Willie Nelson once said ‘Sister Bobbie’ was the heroine whose story he never told
Through the years, Nelson has penned several autobiographical books about his life. He even co-wrote one with his sister called Me and Sister Bobbie: True Tales of the Family Band.
“I’ve written a few books before, but there’s one that passed me by. Probably passed me by ’cause the heroine is too humble to demand attention,” he wrote in that memoir. “The heroine is my sister, Bobbie. Bobbie’s got the best story in our whole family.”
“… Without my sister, I’d never be where I am today,” the country legend shared per NPR. “I’ve always needed her.”

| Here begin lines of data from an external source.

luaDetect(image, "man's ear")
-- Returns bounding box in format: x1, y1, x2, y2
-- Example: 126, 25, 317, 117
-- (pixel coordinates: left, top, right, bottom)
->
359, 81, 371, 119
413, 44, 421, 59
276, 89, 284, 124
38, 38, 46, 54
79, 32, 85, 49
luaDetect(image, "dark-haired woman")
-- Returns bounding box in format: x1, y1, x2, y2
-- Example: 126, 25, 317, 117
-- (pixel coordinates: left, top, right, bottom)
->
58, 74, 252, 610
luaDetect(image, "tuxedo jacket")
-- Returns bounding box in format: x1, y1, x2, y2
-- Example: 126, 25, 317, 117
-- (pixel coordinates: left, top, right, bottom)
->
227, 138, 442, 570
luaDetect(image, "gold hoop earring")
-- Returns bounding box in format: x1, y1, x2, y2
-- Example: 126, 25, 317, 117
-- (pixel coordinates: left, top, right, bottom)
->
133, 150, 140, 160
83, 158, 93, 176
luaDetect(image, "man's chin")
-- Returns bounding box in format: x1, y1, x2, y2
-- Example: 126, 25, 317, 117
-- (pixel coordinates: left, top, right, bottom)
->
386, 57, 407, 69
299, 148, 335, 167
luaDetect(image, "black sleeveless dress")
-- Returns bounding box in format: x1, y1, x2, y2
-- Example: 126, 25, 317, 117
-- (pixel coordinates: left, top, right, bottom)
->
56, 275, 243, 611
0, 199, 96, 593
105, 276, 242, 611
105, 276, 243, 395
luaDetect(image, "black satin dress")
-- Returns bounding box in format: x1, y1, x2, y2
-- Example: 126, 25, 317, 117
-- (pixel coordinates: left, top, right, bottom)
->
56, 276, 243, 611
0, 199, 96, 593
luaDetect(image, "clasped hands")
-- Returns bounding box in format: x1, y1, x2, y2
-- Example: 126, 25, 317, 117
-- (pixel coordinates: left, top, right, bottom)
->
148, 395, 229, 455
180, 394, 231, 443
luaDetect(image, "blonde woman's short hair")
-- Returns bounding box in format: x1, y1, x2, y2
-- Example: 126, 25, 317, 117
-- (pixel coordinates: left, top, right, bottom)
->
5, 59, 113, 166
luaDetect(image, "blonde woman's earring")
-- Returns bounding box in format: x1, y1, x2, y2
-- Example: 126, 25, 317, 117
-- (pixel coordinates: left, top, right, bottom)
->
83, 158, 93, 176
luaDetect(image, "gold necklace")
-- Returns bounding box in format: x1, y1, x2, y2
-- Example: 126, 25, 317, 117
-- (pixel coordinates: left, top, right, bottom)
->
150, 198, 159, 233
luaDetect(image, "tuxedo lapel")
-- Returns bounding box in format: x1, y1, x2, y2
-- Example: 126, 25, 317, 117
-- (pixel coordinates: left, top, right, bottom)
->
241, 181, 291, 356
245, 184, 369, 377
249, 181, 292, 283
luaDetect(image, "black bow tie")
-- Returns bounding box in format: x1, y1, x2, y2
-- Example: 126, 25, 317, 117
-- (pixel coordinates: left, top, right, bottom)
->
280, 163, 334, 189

Despite that need, they couldn’t always play music together. Bobbie Nelson was disallowed as a young woman from the honky-tonks where her brother played. When she lost custody of her three sons to her in-laws, she chose not to play music as a career at all.
According to NPR, she called it “the hardest part of her life.” But once her children grew, she was the first person to join Nelson in his Family band in 1973.
Willie Nelson: Bobbie Nelson was a musician in the ‘true sense’
In another book, It’s a Long Story: My Life, Nelson wrote more about the musical bond he shared with his sister. According to NPR, she learned to play the piano by reading hymn books in childhood. They bonded over their shared love for music, though Nelson once admitted he felt she was the more talented of the two siblings. He said he learned a lot just from watching her.
“Bobbie became accomplished at an early age. I lagged behind — and remain so to this day,” he confessed in his writing. “Bobbie is a musician in the true sense of being able to play with great facility in any style. She learned to read beautifully and was known far and around Hill County as a genuine piano prodigy.”
Willie Nelson and Bobbie Nelson bonded over their shared grief as parents
In announcing Bobbie Nelson’s death, People noted the talented Nelson siblings bonded over more than music. They both experienced the losses of children.
First Bobbie Nelson’s son died of AIDS, then six months later another of her sons died in a car accident. So, she lost two out of three of her children. A short time later, Nelson’s oldest of eight children also died.
“It wasn’t that we had long talks about our grief. That’s not Willie’s way. We didn’t have to talk about it. We knew,” Bobbie wrote in Me and Sister Bobbie. “I knew what Willie was going through. He knew how I was suffering.”
“And the mere fact of being together made the burden a little lighter,” she concluded.